So I got up at 9 and wandered through the grounds. One of the staff spotted me and ran across to ask if I'd like some breakfast. Fresh fruit cocktail and cheese omelette later, I felt almost  human again!

The rest of the group arrived at lunchtime -- just 6 more, which was much less than I had expected, especially for Easter time. And, surprise, Cathryn from my Ethiopia trip was there! Three of us decided to do an independent trip to see the border retreat ceremony Waggah which is one more thing that Michael Palin did on his travels. What an adventure! Must have been 60,000 people there altogether on both sides of the border. It's quite scary actually reaching the location, you have to park about a mile away and walk with good natured but boisterous crowds to the grandstands. You're frisked 3 times and eventually corralled into a special foreigners enclosure. There's patriotic mystic playing at full blast and cheer leaders whipping the crowd into a frenzy. When the music pauses you can hear the other crowd chanting "Pakistan " from just 50 yards away. Then the soldiers and border guards start to march up and down, doing a short of John Clsese silly walk.

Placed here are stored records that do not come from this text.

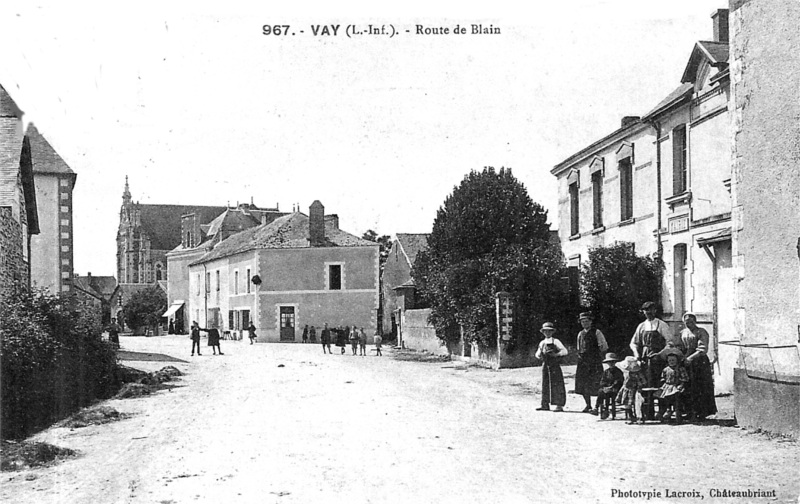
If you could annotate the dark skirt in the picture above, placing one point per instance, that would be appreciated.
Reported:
(587, 376)
(700, 390)
(553, 390)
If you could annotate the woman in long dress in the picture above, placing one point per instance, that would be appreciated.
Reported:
(591, 346)
(700, 391)
(550, 351)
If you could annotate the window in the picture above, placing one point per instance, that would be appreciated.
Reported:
(679, 158)
(597, 198)
(679, 270)
(334, 277)
(626, 189)
(574, 208)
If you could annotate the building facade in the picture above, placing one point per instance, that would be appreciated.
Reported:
(397, 284)
(295, 271)
(765, 140)
(662, 182)
(18, 212)
(52, 250)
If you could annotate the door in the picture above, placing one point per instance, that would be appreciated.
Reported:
(287, 323)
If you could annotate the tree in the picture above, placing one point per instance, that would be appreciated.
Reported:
(145, 307)
(615, 282)
(489, 236)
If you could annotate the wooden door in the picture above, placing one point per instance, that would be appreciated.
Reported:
(287, 323)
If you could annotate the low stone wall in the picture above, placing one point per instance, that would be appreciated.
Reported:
(418, 335)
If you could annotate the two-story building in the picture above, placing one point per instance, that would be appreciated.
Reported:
(662, 182)
(295, 271)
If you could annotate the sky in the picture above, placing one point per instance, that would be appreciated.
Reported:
(201, 107)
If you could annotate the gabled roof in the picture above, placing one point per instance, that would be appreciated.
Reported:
(162, 223)
(678, 95)
(289, 231)
(411, 244)
(44, 156)
(715, 52)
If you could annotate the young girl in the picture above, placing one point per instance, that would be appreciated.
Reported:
(550, 351)
(673, 381)
(630, 394)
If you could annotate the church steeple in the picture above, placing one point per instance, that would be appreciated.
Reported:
(126, 195)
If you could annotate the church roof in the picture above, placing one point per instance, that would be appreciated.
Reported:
(412, 244)
(162, 223)
(44, 156)
(289, 231)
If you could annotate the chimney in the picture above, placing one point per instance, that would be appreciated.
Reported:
(316, 224)
(720, 20)
(628, 120)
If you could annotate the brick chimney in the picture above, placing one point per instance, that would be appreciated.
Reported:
(628, 120)
(316, 224)
(720, 20)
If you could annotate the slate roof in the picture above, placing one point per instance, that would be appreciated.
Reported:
(412, 244)
(162, 223)
(289, 231)
(44, 156)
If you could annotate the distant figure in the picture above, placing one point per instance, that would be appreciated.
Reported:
(354, 340)
(113, 332)
(362, 341)
(195, 337)
(251, 332)
(325, 337)
(213, 340)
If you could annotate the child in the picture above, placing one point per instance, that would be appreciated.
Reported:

After a lot of theatrics the gate is slammed shut for the night.

As if that wasn't enough excitement for one day, we went to the Golden Temple in the evening. Our driver didn't arrive so we found ourselves hurtling through the streets of a Amritsar crammed into a couple of tuk tuks!

Now it's Monday evening and we've had a busy day and a long drive. But hopefully more about that tomorrow.